统计代写|Stats531 Time series analysis

(1) Estimate the trend of the series of gasoline consumption in Spain using a straight line in the period from 1945 to 1995 and generate forecasts for 24 months. Compare the results with Holt’s method.
(2) Apply a decomposition method to the gasoline consumption series and estimate the seasonal coefficients. Compare the results when Holt’s method and using moving averages.
(3) Obtain the periodogram for the series of Columbus’s voyage and interpret it.
(4) Obtain the periodogram for the gasoline consumption series and interpret it.
(5) Prove that the predictions made using Holt’s method verify the recursive equation- $\widehat{z}{T+1}(1)=\widehat{z}_T(1)+$ $\widehat{\beta}_T+\gamma(1-\theta)\left(z{T+1-} \widehat{\mu}_T-\widehat{\beta}_T\right)$

(1) Figure 1 shows monthly rainfall in Santiago de Compostela during the years 1988-1997. Would it be a stationary process?
(2) Let us consider the process $z_t=.5 z_{t-1}+a_t$ where $a_t$ is a white noise process. Calculate the marginal mean, its variance and first order autocovariance. Is the process stationary?
(3) In the above exercise, calculate the expectation and variance of the conditional distribution $f\left(z_t \mid z_{t-1}\right)$. Compare these results with those obtained in the above exercise for the marginal distribution.
(4) Let us consider the process $z_t=-.5 a_{t-1}+a_t$. Calculate its mean and first and second order autocovariance. Is the process stationary?
(5) Prove that the above process can be written as $z_t=-.5\left(z_{t-1}+.5 a_{t-2}\right)+a_t=-.5 z_{t-1}-.25 a_{t-2}+a_t$. Use this equation to calculate the expectation and variance of the conditional distribution $f\left(z_t \mid z_{t-1}\right)$. Compare the results with those of the marginal distribution.
(6) Given a stationary series, prove that if the autocovariances are all positive then the mean of the process will be estimated with greater variance than if all the autocovariances are null.
(7) Prove that the mean of the process in exercise (4) is estimated with less variability than in a process with independent data and the same marginal variance.
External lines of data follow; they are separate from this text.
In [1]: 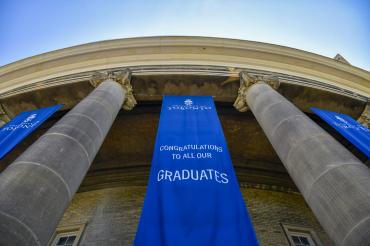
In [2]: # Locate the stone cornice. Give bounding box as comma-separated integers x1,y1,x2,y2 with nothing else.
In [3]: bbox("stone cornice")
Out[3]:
234,71,280,112
90,69,137,110
0,37,370,97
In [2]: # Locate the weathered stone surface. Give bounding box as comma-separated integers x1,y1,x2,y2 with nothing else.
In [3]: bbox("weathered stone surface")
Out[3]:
246,83,370,246
55,186,332,246
0,80,125,245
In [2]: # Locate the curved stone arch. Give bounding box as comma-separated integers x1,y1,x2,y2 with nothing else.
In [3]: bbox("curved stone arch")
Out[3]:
0,37,370,98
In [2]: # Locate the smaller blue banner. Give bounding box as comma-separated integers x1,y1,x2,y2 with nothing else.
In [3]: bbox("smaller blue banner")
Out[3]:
311,108,370,158
0,104,63,159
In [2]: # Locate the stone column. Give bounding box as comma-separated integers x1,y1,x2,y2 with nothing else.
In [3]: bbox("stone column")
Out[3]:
235,73,370,246
0,70,135,246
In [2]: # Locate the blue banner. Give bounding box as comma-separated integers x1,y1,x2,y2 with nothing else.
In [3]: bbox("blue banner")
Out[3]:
0,104,63,159
135,96,258,246
311,108,370,158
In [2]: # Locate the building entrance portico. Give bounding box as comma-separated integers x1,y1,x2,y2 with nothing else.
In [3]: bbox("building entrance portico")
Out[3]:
0,37,370,245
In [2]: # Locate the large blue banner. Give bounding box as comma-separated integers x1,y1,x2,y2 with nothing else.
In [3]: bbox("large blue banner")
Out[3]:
311,108,370,158
0,104,63,159
135,96,258,246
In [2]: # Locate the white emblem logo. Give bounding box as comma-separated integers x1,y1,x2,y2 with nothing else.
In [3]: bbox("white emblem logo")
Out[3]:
24,114,36,123
184,99,193,106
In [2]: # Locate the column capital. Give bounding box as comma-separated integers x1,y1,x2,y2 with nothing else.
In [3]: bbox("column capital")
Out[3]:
357,101,370,129
0,103,10,127
234,71,280,112
90,68,137,110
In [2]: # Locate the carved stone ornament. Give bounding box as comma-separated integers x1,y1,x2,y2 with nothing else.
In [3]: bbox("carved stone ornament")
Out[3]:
0,104,10,127
357,102,370,129
90,69,137,110
234,71,280,112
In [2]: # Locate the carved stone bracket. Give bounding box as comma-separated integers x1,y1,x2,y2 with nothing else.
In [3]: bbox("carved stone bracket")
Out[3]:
234,71,280,112
0,104,10,127
357,102,370,129
90,69,137,110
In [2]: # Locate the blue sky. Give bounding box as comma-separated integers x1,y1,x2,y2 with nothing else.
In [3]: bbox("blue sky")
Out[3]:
0,0,370,70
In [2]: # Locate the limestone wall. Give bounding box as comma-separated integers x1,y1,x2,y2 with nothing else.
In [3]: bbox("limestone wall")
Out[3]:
59,186,331,246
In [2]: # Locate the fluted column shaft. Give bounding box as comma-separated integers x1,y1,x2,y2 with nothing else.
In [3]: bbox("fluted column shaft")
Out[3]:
245,82,370,246
0,80,126,246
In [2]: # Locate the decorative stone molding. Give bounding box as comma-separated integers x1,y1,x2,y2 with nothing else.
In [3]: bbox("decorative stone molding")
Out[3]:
357,102,370,129
0,104,10,127
234,71,280,112
90,68,137,110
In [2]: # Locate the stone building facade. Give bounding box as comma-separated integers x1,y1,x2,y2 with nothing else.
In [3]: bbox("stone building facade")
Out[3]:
0,37,370,245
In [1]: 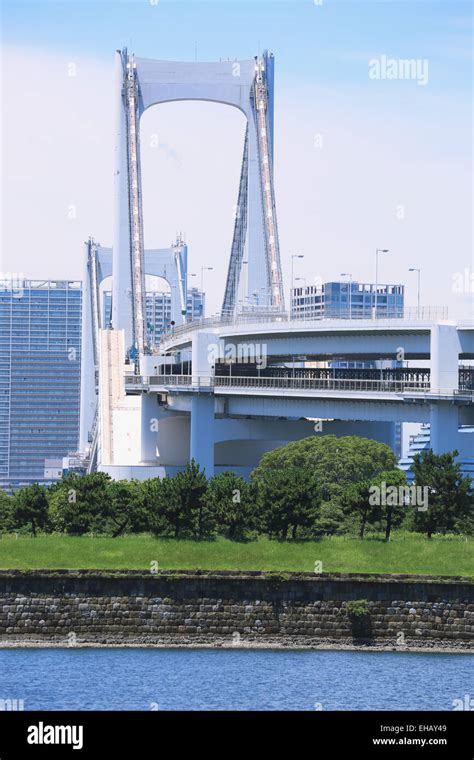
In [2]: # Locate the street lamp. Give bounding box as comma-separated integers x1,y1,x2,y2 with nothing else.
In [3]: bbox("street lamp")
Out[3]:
201,267,214,317
340,272,352,319
374,248,389,319
408,267,421,319
290,253,304,315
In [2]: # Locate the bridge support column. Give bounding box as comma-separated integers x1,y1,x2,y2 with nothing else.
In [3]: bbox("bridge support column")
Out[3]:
430,402,460,454
189,393,215,478
140,393,163,462
430,324,460,391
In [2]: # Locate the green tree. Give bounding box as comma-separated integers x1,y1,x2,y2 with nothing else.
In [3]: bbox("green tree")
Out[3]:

(1) Generate samples of an AR(1) process with $\phi=.7$ using a computer program as follows: (1) generate a vector $a_t$ of 150 random normal variables $(0,1) ;(2)$ take $z_1=a_1 ;(3)$ for $t=2, \ldots, 150$ calculate $z_t=$ $.7 z_{t-1}+a_t ;$ (4) to avoid the effect of the initial conditions, eliminate the first 50 observations and take the values $z_{51}, \ldots z_{150}$ as a sample of 100 of the AR(1) process.
(2) Obtain the theoretical autocorrelation function of the process $z_t=.7 z_{t-1}+a_t$, where $a_t$ is white noise. Compare the theoretical results with those observed in the sample from the above exercise.
(3) Obtain the theoretical autocorrelation function of the process $z_t=.9 z_{t-1}-.18 z_{t-1}+a_t$, where $a_t$ is white noise. Generate a realization of the process using a computer and compare the sample function with the theoretical one.
(4) Express in operator notation the processes of exercises (2) and (3). Represent the process in the form $z_t=\sum \psi_i a_{t-i}$ obtaining the inverse operators.
(5) Write the theoretical autocorrelation function of the process $\left(1-1.2 B+.32 B^2\right) z_t=a_t$. Obtain the representation of this process as $z_t=\sum \psi_i a_{t-i}$ and comment on the relationship between the coefficients $\psi$ and the autocorrelation function.